## Friday, March 03, 2017

### More Data or Fewer Predictors: Which is a Better Cure for Overfitting?

One of the perennial problems in building trading models is the spareness of data and the attendant danger of overfitting. Fortunately, there are systematic methods of dealing with both ends of the problem. These methods are well-known in machine learning, though most traditional machine learning applications have a lot more data than we traders are used to. (E.g. Google used 10 million YouTube videos to train a deep learning network to recognize cats' faces.)

To create more training data out of thin air, we can resample (perhaps more vividly, oversample) our existing data. This is called bagging. Let's illustrate this using a fundamental factor model described in my new book. It uses 27 factor loadings such as P/E, P/B, Asset Turnover, etc. for each stock. (Note that I call cross-sectional factors, i.e. factors that depend on each stock, "factor loadings" instead of "factors" by convention.) These factor loadings are collected from the quarterly financial statements of SP 500 companies, and are available from Sharadar's Core US Fundamentals database (as well as more expensive sources like Compustat). The factor model is very simple: it is just a multiple linear regression model with the next quarter's return of a stock as the dependent (target) variable, and the 27 factor loadings as the independent (predictor) variables. Training consists of finding the regression coefficients of these 27 predictors. The trading strategy based on this predictive factor model is equally simple: if the predicted next-quarter-return is positive, buy the stock and hold for a quarter. Vice versa for shorts.

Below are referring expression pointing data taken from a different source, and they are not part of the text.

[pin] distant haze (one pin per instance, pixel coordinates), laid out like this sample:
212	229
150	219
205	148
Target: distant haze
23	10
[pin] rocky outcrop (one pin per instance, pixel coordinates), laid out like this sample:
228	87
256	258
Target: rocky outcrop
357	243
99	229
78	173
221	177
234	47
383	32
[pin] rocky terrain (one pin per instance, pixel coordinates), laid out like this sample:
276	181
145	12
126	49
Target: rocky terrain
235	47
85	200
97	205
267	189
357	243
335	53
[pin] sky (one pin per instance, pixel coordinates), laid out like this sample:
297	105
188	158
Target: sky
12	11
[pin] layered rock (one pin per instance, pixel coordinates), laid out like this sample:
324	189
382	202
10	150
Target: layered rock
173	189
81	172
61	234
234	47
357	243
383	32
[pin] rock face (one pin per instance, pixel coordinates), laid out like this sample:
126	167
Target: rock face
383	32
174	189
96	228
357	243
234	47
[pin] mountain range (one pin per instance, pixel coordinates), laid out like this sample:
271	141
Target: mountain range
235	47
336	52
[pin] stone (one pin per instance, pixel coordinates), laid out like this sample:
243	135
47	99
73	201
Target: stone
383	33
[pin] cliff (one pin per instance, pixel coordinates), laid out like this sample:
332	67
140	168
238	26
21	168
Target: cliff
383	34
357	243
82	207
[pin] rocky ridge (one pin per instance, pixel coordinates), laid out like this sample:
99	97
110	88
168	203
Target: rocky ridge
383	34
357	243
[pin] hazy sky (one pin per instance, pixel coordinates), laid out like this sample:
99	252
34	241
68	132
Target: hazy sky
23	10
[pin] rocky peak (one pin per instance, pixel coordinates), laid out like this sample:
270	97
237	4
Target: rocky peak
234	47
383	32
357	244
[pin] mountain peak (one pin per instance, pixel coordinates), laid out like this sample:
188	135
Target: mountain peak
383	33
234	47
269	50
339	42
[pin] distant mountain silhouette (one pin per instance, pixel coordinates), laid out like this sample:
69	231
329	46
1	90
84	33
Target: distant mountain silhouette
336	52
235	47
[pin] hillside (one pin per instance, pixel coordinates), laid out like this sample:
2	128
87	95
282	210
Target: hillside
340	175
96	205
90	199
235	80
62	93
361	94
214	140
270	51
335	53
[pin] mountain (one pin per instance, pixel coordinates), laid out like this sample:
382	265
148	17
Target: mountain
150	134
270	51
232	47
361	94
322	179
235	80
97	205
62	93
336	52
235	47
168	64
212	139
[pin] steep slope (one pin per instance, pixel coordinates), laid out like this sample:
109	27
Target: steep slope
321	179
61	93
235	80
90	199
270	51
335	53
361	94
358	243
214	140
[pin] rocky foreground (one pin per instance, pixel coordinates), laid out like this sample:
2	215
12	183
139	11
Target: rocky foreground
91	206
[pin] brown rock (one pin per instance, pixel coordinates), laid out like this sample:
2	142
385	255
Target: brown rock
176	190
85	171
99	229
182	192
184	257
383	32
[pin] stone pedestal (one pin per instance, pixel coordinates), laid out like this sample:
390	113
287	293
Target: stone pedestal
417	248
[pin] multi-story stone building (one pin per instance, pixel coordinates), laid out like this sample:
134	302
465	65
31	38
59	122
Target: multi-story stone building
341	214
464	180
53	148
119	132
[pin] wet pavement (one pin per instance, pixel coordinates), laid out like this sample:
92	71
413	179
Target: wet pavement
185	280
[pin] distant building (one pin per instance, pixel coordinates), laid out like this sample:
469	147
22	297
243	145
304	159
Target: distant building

Note there is already a step taken in curing data sparseness: we do not try to build a separate model with a different set of regression coefficients for each stock. We constrain the model such that the same regression coefficients apply to all the stocks. Otherwise, the training data that we use from 200701-201112 will only have 1,260 rows, instead of 1,260 x 500 = 630,000 rows.

The result of this baseline trading model isn't bad: it has a CAGR of 14.7% and Sharpe ratio of 1.8 in the out-of-sample period 201201-201401. (Caution: this portfolio is not necessarily market or dollar neutral. Hence the return could be due to a long bias enjoying the bull market in the test period. Interested readers can certainly test a market-neutral version of this strategy hedged with SPY.) I plotted the equity curve below.

Next, we resample the data by randomly picking N (=630,000) data points with replacement to form a new training set (a "bag"), and we repeat this K (=100) times to form K bags. For each bag, we train a new regression model. At the end, we average over the predicted returns of these K models to serve as our official predicted returns. This results in marginal improvement of the CAGR to 15.1%, with no change in Sharpe ratio.

Now, we try to reduce the predictor set. We use a method called "random subspace". We randomly pick half of the original predictors to train a model, and repeat this K=100 times. Once again, we average over the predicted returns of all these models. Combined with bagging, this results in further marginal improvement of the CAGR to 15.1%, again with little change in Sharpe ratio.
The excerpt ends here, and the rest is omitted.